West sees monthly jump in activity

By Inman News, Friday, November 5, 2010.

Pending sales of existing homes dipped month-to-month in September, according to a monthly index report from the National Association of Realtors.

The index, which is based on signed purchase contracts for sales that have not yet closed, fell 1.8 percent to 80.9 in September from an upwardly revised 82.4 in August. The index dropped considerably more, 24.9 percent, compared to September 2009, however, when there was a surge of homebuying activity the association attributed to the original deadline for the first-time homebuyer tax credit.

Existing-home sales and new-home sales were also down in September compared to the same month in 2009, though both rose compared with August.

“Existing-home sales have shown some improvement, but the foreclosure moratorium is likely to cause some disruption and contribute to an uneven sales performance in the months ahead,” said Lawrence Yun, NAR’s chief economist, in a statement.
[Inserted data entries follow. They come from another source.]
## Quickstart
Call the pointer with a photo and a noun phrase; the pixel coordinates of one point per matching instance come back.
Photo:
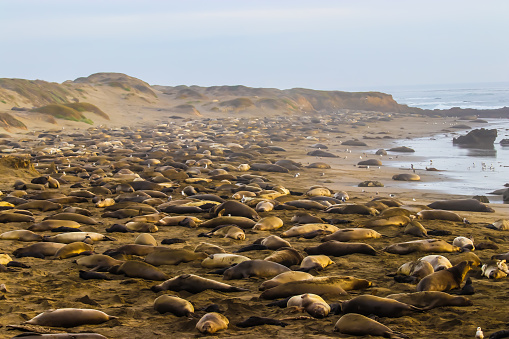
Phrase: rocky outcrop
(477, 137)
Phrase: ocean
(465, 171)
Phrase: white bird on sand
(479, 334)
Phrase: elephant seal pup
(431, 299)
(73, 249)
(38, 250)
(445, 280)
(495, 269)
(472, 205)
(139, 269)
(337, 249)
(427, 245)
(254, 268)
(381, 307)
(70, 317)
(212, 322)
(48, 225)
(464, 243)
(268, 224)
(220, 260)
(98, 260)
(315, 262)
(438, 215)
(297, 231)
(311, 303)
(320, 286)
(235, 208)
(173, 304)
(283, 278)
(172, 256)
(285, 256)
(357, 324)
(21, 235)
(194, 284)
(347, 234)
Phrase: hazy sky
(336, 45)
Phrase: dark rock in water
(477, 137)
(370, 183)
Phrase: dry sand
(51, 284)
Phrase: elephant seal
(268, 224)
(427, 245)
(337, 249)
(70, 317)
(311, 303)
(431, 299)
(171, 256)
(381, 307)
(212, 322)
(254, 268)
(220, 260)
(285, 256)
(194, 284)
(283, 278)
(445, 280)
(472, 205)
(357, 324)
(320, 286)
(21, 235)
(297, 231)
(173, 304)
(438, 215)
(38, 250)
(139, 269)
(73, 249)
(347, 234)
(315, 262)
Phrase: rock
(477, 137)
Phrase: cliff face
(106, 92)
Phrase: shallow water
(464, 171)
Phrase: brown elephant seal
(472, 205)
(347, 234)
(358, 324)
(297, 231)
(311, 303)
(315, 262)
(254, 268)
(173, 304)
(268, 224)
(406, 177)
(73, 249)
(283, 278)
(285, 256)
(337, 249)
(70, 317)
(415, 228)
(21, 235)
(220, 260)
(320, 286)
(235, 208)
(194, 284)
(212, 322)
(381, 307)
(438, 215)
(431, 299)
(445, 280)
(139, 269)
(427, 245)
(395, 220)
(172, 256)
(38, 250)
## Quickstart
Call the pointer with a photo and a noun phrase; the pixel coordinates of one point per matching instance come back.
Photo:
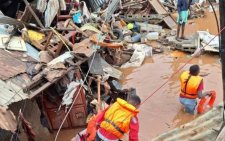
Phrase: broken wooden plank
(221, 136)
(48, 84)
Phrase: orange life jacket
(91, 128)
(117, 118)
(189, 85)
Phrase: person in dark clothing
(182, 8)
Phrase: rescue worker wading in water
(191, 89)
(118, 119)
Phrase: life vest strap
(187, 93)
(114, 125)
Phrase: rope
(75, 97)
(154, 92)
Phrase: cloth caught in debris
(182, 17)
(85, 12)
(51, 11)
(69, 94)
(55, 71)
(101, 67)
(141, 51)
(41, 5)
(80, 136)
(27, 128)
“Nonetheless, there appears to be a pent-up demand that eventually will be unleashed as banks resolve their issues with foreclosures and the labor market improves. However, tight credit and appraisals coming in below a negotiated price continue to constrain the market.”
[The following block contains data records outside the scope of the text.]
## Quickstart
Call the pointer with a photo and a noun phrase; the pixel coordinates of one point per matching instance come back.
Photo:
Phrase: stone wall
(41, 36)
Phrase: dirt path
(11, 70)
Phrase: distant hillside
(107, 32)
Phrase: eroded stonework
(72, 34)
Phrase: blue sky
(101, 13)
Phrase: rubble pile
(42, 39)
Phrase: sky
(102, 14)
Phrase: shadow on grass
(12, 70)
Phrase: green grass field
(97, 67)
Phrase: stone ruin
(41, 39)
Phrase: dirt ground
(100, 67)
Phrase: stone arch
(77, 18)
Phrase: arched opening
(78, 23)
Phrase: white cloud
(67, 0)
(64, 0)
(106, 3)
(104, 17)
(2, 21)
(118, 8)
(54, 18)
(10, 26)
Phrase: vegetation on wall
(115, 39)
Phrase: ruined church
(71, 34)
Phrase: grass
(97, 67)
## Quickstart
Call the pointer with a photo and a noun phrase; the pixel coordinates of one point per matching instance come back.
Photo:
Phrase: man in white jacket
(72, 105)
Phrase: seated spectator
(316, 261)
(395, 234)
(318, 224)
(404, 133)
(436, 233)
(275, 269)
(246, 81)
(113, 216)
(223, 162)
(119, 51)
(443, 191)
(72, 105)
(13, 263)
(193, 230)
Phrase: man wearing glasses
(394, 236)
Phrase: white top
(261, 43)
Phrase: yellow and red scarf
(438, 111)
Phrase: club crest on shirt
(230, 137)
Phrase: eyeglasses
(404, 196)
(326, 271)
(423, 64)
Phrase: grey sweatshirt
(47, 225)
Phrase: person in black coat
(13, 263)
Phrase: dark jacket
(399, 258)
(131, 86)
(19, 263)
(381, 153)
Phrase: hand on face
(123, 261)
Pending home sales fell month-to-month in every region except the West. The index there rose 3.5 percent to 104.6 — the highest index figure of all the regions. That’s a 24.7 percent index drop compared to September 2009, however. An index score of 100 is the average level of contract activity in 2001, the first year that index data was collected and a record year for existing-home sales.
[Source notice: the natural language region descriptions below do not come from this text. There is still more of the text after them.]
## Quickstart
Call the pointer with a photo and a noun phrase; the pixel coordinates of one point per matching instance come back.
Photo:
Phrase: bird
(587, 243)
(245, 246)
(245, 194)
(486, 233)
The Midwest saw the biggest drops in September. The index there fell 5.7 percent month-to-month and 33 percent year-over-year in September, to 64.2.

In the South, the index fell 3.5 percent month-to-month and 19.1 percent year-over-year, to 87.6.

The Northeast had the lowest index in September: 59.6. That’s a 1.7 percent drop from August and a 28.3 percent drop from September 2009.

In its latest economic outlook, NAR adjusted its yearly sales figures for 2010 and 2011 lower, but pinned higher hopes on 2012. Existing-home sales are projected to fall 6.6 percent this year (up from 6.4 percent in October’s outlook), rise 6.4 percent in 2011 (down from 7.1 percent), and rise 4.7 percent in 2012 (up from a previous forecast of 4.3 percent).

New single-family sales are expected to fall 16.7 percent this year (compared to a 13.4 percent drop forecast in NAR’s previous report, released in October), rise 23.7 percent (down from a 28.9 percent rise in the previous forecast) in 2011, and increase 29.6 percent in 2012 (compared to a 28 percent rise in the earlier forecast).

“We’ve added 30 million people to the U.S. population over the past 10 years, but sales are where they were in 2000, so there appears to be a sizable pent-up demand that could come to the market once the economy gathers momentum,” Yun said.

The association’s forecast for existing-home prices remained essentially flat from last month’s forecast. NAR expects a median home price of $172,600 in 2010, $173,700 in 2011, and $177,800 in 2012.

The forecast for the median new-home price rose to $219,300 in 2010, $222,600 in 2011, and $231,000 in 2012. Compared to 2009, NAR expects new home prices to rise 1.6 percent in 2010. Existing-home prices won’t see more than a 1 percent increase until 2012, NAR reported.

Fixed-rate, 30-year mortgage rates are expected to remain under 6 percent through 2012, rising slightly to 4.9 percent in 2011 and jumping to 5.8 percent in 2012.

Despite an encouraging jobs report for October, the association predicts unemployment will remain at a 9.7 percent average both in 2010 and 2011, and then drop slightly to 9.3 percent in 2012. The association had previously forecast a more optimistic 9.5 percent unemployment rate for 2011 and 9 percent unemployment rate for 2012.